CHP Milli Savunmadan Sorumlu Genel Başkan Yardımcısı Yankı Bağcıoğlu, son dönemde yaşanan İHA olayları üzerinden değişen tehdit ortamına dikkat çekerek, savunma anlayışında stratejik, operasyonel ve teknolojik düzeyde kapsamlı bir güncellemeye ihtiyaç olduğunu vurguladı. Bağcıoğlu, özellikle insansız hava araçlarının önümüzdeki süreçte asimetrik tehdit oluşturmaya devam edeceğini belirtti.

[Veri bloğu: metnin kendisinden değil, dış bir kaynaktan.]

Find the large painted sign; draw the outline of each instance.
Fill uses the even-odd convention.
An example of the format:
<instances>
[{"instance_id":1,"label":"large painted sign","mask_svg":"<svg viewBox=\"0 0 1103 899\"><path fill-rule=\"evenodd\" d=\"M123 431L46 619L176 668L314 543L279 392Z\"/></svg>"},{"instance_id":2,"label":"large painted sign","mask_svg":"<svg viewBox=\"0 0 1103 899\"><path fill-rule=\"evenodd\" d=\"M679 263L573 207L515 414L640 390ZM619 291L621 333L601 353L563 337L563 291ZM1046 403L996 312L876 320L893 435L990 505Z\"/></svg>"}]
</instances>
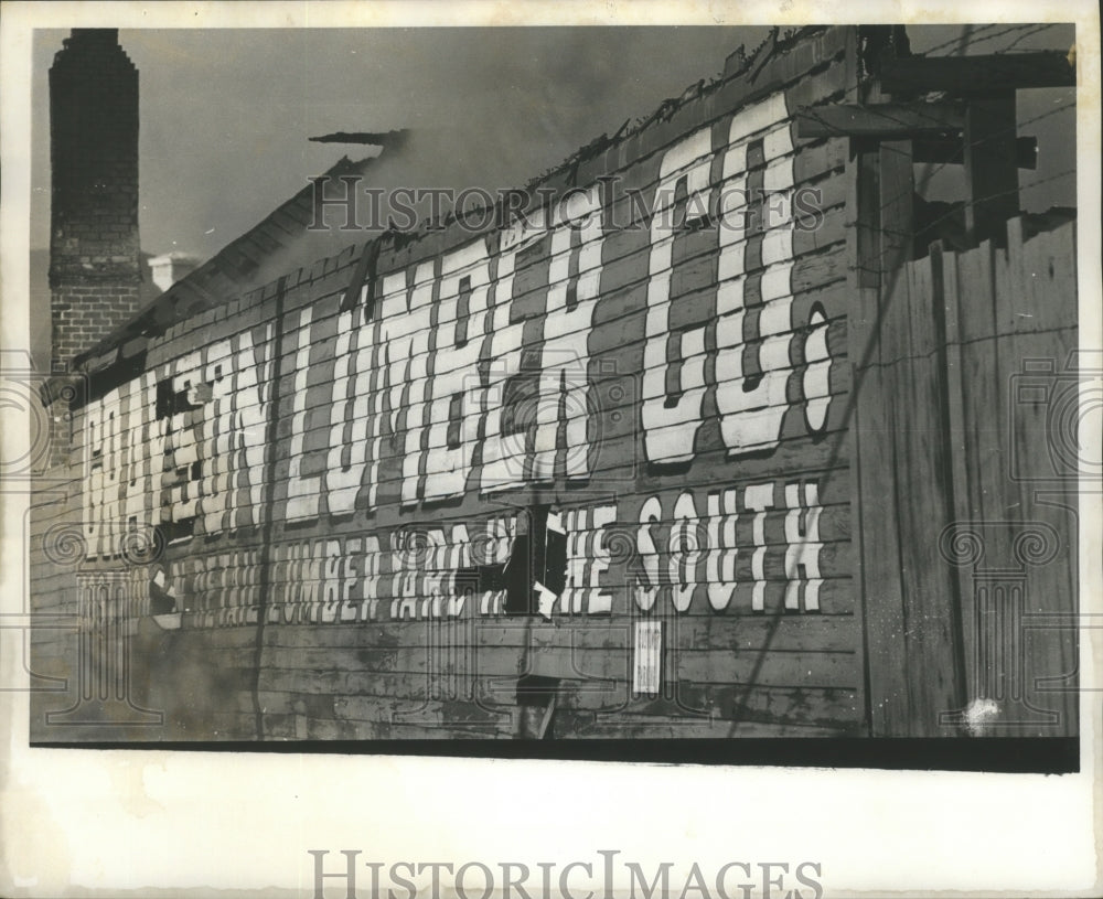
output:
<instances>
[{"instance_id":1,"label":"large painted sign","mask_svg":"<svg viewBox=\"0 0 1103 899\"><path fill-rule=\"evenodd\" d=\"M771 584L817 610L822 478L802 469L829 465L802 465L800 440L828 429L842 366L825 295L796 282L822 213L792 135L779 92L631 170L634 227L612 227L608 183L575 188L381 258L356 302L350 268L196 332L84 411L89 556L161 527L175 596L210 623L255 617L261 568L277 618L499 613L505 588L478 572L507 564L535 489L567 546L559 612L762 610ZM763 468L783 442L793 464ZM702 486L645 486L666 472ZM433 523L450 509L471 514Z\"/></svg>"}]
</instances>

Yaşanan son olayda erken ihbar sistemleri ve reaksiyon unsurlarının mevcut mevzuat çerçevesinde görevlerini yerine getirdiğini ifade eden Bağcıoğlu, buna rağmen gelecekte daha karmaşık ve kapsamlı tehditlerle karşılaşılabileceğini söyledi. Bu nedenle benzer olaylardan ve farklı bölgelerdeki gelişmelerden ders çıkarılmasının hayati önemde olduğunu dile getirdi.
“Savunma projeleri yeniden önceliklendirilmelidir”

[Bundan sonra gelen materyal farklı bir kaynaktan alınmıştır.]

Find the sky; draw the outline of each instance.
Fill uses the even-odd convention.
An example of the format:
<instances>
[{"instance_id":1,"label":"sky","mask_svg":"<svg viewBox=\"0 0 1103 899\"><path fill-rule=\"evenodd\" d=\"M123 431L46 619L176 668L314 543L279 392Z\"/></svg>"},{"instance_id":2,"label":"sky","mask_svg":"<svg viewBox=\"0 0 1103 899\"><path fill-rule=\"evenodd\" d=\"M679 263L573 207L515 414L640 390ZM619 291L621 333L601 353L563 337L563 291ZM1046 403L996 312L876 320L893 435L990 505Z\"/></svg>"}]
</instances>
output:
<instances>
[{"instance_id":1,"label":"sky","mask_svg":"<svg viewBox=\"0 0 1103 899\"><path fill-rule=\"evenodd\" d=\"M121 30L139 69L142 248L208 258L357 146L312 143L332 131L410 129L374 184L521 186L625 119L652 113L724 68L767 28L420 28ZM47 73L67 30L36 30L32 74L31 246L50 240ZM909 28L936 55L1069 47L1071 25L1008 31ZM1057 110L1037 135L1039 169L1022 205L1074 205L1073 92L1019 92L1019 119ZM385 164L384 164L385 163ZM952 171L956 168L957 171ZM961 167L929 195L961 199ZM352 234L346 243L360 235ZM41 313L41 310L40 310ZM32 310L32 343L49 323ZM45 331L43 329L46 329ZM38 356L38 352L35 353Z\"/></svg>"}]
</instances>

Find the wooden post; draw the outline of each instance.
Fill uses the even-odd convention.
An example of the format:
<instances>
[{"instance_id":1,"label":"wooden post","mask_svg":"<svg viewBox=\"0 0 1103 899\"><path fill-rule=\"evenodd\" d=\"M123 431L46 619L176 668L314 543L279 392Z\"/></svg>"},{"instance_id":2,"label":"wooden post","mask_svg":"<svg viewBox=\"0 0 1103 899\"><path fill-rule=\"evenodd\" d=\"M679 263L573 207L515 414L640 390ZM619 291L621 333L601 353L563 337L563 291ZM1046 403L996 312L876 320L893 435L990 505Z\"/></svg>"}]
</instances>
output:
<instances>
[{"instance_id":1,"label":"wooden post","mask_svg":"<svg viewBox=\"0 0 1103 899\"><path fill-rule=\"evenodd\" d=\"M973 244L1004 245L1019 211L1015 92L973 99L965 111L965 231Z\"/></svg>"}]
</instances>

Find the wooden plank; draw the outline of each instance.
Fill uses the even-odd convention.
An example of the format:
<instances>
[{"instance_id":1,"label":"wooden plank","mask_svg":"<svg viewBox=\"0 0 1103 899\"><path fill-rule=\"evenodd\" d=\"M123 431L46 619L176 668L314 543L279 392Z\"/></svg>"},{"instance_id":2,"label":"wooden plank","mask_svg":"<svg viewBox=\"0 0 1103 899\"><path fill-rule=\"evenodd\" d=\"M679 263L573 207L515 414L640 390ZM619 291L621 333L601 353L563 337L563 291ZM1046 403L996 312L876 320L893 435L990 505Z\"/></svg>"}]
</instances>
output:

Bağcıoğlu, hızla değişen tehdit ortamının savunma sanayii yönetiminde bir paradigma değişikliğini zorunlu kıldığını belirterek, devam eden yaklaşık 3 bin savunma projesinin güncel ve gerçek tehditler esas alınarak yeniden değerlendirilmesi gerektiğini ifade etti. Kaynak tahsisinin bu önceliklendirmeye göre yapılması gerektiğini kaydeden Bağcıoğlu, ulusal güvenliği doğrudan ilgilendiren kritik projelerin öne alınmasının şart olduğunu vurguladı.
Bu kapsamda Çelik Kubbe hava savunma sistemi, TF-2000 hava savunma muhribi, yönlendirilmiş enerji silahları ile kritik tesis ve üs kuvvet koruma projelerinin öncelikli olması gerektiğini belirten Bağcıoğlu, “Popülist iç siyasi saiklerle proje ve kaynak dağılımından kaçınılmalıdır” dedi.
Deniz ve hava unsurları için geçici kapasite önerisi
Operasyonel ve taktik düzeyde de değerlendirmelerde bulunan Bağcıoğlu, İHA’ların maliyet etkin biçimde imha edilmesini sağlayacak millî savunma sanayii ürünlerinin uygun hava platformlarına entegre edilmesi gerektiğini söyledi.
TF-2000 muhribinin envantere giriş süresinin uzun olacağına dikkat çeken Bağcıoğlu, Karadeniz başta olmak üzere tehdit seviyesinin arttığı bölgelerde fırkateyn ve korvetler üzerinden deniz hava destek ve hava gözetleme kabiliyetinin geçici olarak güçlendirilebileceğini ifade etti. Bu yöntemin uluslararası alanda da yaygın şekilde uygulandığını kaydetti.
“Angajman yetkileri gözden geçirilmeli”
İHA faaliyetlerinin reaksiyon ölçme amacı taşıyabileceğini belirten Bağcıoğlu, alarm ve reaksiyon konuş yerleri, hazırlık seviyeleri ve karar alma süreçlerinin yeniden ele alınması gerektiğini vurguladı. Zamanla yarışılan bu tür durumlarda hızlı ve kesintisiz reaksiyon için angajman kuralı ilan ve iptal yetkisinin, Hava Kuvvetleri Komutanlığı bünyesindeki görevli Harekât Komutanı’na devredilmesinin değerlendirilmesi gerektiğini söyledi.
Sensör ve erken ihbar kapasitesi uyarısı
Sensör ve erken ihbar boyutuna da değinen Bağcıoğlu, Barış Kartalı Projesi kapsamında ihtiyaç 8 olarak öngörülmesine rağmen 4’te kalan HİK uçaklarının mevcut tehdit ortamında yetersiz kaldığını ifade etti. Bu açığın kapatılması için MURAD AESA radarıyla donatılmış AKSUNGUR ve AKINCI TİHA’ların tamamlayıcı unsur olarak kullanılabileceğini belirtti.
Ayrıca NATO ile entegre hava resmi oluşturan mevcut radar sistemlerine ek olarak; daha düşük süratli, daha alçak irtifada uçan ve radar kesit alanı düşük hava platformlarına karşı özel sensör entegrasyonlarının planlanması gerektiğini vurguladı.
Bağcıoğlu, “Değişen tehdit ortamı, savunma anlayışımızı tüm boyutlarıyla güncellememizi zorunlu kılıyor” diyerek açıklamasını tamamladı.